It is never clear whether a bottoming process is developing or the price action is just a pause before anther leg lower. A bear flag and an early stage bullish reversal both look the same. It does not help that also at these points opinions become even more entrenched. Trying to see through the noise to the facts, price action, can get difficult. One good example of this is in Crude Oil.
The chart below shows a solid trend lower in Crude Oil since an early October high. And you can clearly see the 3 points where it paused for a couple of days before continuing lower. It is in another of these consolidation periods as we come to the close of the week. Will this be the reversal or is it just another pause before a move lower.
The bear case is easy to make. A trend is underway, momentum has faded as shown with the RSI and MACD in bearish ranges. And the price is now under its 200 day SMA. The case for a bottom is less easy but still compelling. Start with those momentum gauges at levels where Oil has bounced in June and August.

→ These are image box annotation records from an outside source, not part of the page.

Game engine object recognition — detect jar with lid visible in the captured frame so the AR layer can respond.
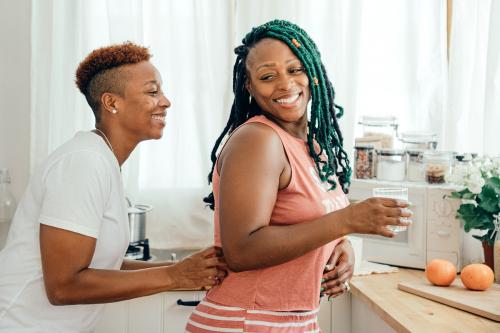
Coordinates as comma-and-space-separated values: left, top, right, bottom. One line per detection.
359, 116, 398, 148
354, 143, 375, 179
424, 150, 454, 184
400, 132, 437, 150
406, 149, 425, 182
377, 148, 406, 181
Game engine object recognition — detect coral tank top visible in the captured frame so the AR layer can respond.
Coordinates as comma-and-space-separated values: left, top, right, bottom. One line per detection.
207, 116, 349, 311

Thursday’s price action also shows strength and buying all day, not the indecision of a doji candle the past consolidations have seen.
A bottom and reversal here would confirm the longer term uptrend is intact. It would make for a higher low to go along with the series and the series of higher highs. Friday may give the final answer. Or it may not. A trader could start a long position here using 66 as a stop loss. Or initiate a short using the 200 day SMA as the stop.